Thank you, everyone, for subscribing to this newsletter and motivating me to push myself to stay updated in Data & AI. The goal of this newsletter is to present AI news and updates in simple terms.
Google’s Gemini AI adds Scheduled Actions
Google's Gemini AI just got way more useful with "Scheduled Actions" - but only if you're paying for AI Pro or Ultra. Now you can tell Gemini to do stuff automatically, like "summarize my emails every morning at 7 AM" or "give me my team's scores after games."
It's pretty neat for staying organized without constantly checking apps. You can get daily calendar roundups, sports updates, or custom email summaries. Everything gets managed through your Gemini app settings. Basically, Google's trying to make Gemini more like a personal assistant that actually anticipates what you need instead of just answering questions.
Anthropic just launched Claude Gov
Anthropic just launched Claude Gov - a special version of their AI made specifically for U.S. defense and intelligence agencies. It's already being used at "the highest level of national security."
The big difference? Claude Gov won't refuse to work with classified information like regular AI models do. It's built to understand defense documents, analyze cybersecurity threats, and handle languages important for national security.
Think of it as Claude's secret agent cousin - same safety standards, but designed to actually help with the sensitive stuff that regular AI won't touch. It's deployed on secure government networks only.
Mistral’s Vibe coding tool
Mistral AI just dropped their own coding assistant called Mistral Code, and they're going after the enterprise market hard. Unlike GitHub Copilot or Cursor, this thing is built for companies worried about security.

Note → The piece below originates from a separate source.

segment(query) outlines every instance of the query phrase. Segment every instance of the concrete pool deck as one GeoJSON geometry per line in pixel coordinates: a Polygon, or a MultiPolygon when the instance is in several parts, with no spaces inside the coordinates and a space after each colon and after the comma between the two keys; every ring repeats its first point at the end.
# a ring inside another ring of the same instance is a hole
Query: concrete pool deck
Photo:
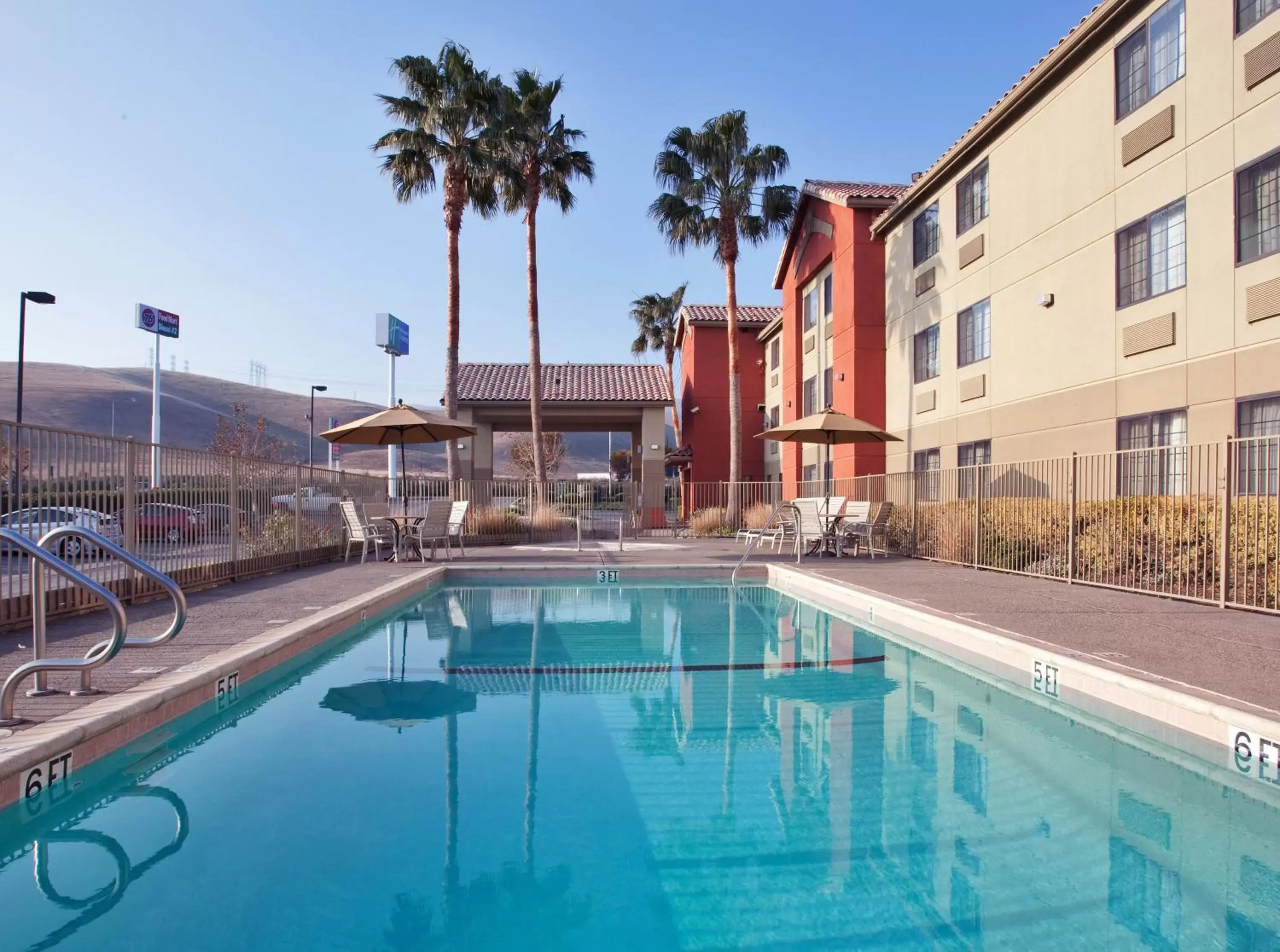
{"type": "MultiPolygon", "coordinates": [[[[466,558],[434,564],[481,571],[588,572],[617,567],[623,569],[621,581],[626,583],[626,567],[727,573],[741,554],[741,544],[732,540],[627,540],[622,551],[612,541],[584,544],[582,551],[572,544],[474,548],[466,558]]],[[[753,576],[759,577],[763,563],[768,562],[795,564],[788,555],[758,553],[750,562],[755,567],[753,576]]],[[[278,650],[276,632],[283,635],[294,630],[311,641],[324,632],[333,633],[352,623],[352,605],[357,605],[358,618],[361,599],[375,590],[381,592],[379,604],[387,604],[392,590],[399,592],[396,598],[403,598],[416,585],[426,583],[430,568],[421,563],[332,563],[193,592],[188,596],[187,627],[173,642],[122,651],[95,672],[95,685],[102,694],[93,697],[65,694],[73,683],[67,676],[50,677],[54,687],[63,688],[50,697],[27,697],[23,694],[27,685],[23,685],[15,713],[27,720],[0,736],[10,745],[22,743],[23,734],[32,728],[40,728],[36,734],[46,734],[59,724],[87,723],[96,717],[95,710],[123,711],[127,700],[152,692],[148,682],[154,682],[155,691],[165,690],[173,696],[177,696],[175,685],[182,682],[183,690],[191,694],[195,676],[182,673],[183,669],[206,667],[207,681],[214,662],[238,649],[256,645],[269,646],[264,651],[278,650]],[[82,710],[88,705],[97,706],[82,710]]],[[[1228,706],[1236,702],[1242,709],[1280,710],[1276,681],[1280,618],[1275,615],[914,559],[806,558],[800,568],[1005,637],[1083,656],[1130,677],[1165,682],[1193,696],[1215,696],[1228,706]]],[[[127,610],[131,635],[159,633],[170,618],[168,600],[132,605],[127,610]]],[[[82,655],[104,637],[104,626],[102,613],[51,622],[50,656],[82,655]]],[[[13,670],[29,659],[29,630],[0,636],[0,669],[13,670]]],[[[244,676],[260,670],[255,660],[244,676]]],[[[209,694],[212,686],[205,683],[202,687],[209,694]]],[[[148,722],[157,718],[161,718],[159,709],[147,715],[148,722]]],[[[5,742],[0,740],[0,750],[5,742]]],[[[0,798],[0,804],[9,798],[0,798]]]]}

The cool part? It uses four different AI models working together - one for code completion, another for searching your codebase with plain English, plus conversational help. But the real selling point is you can run it completely offline on your own servers so your code never leaves the building.
It's currently in private beta and supports 80+ programming languages. Definitely targeting the "we can't use cloud AI tools" crowd.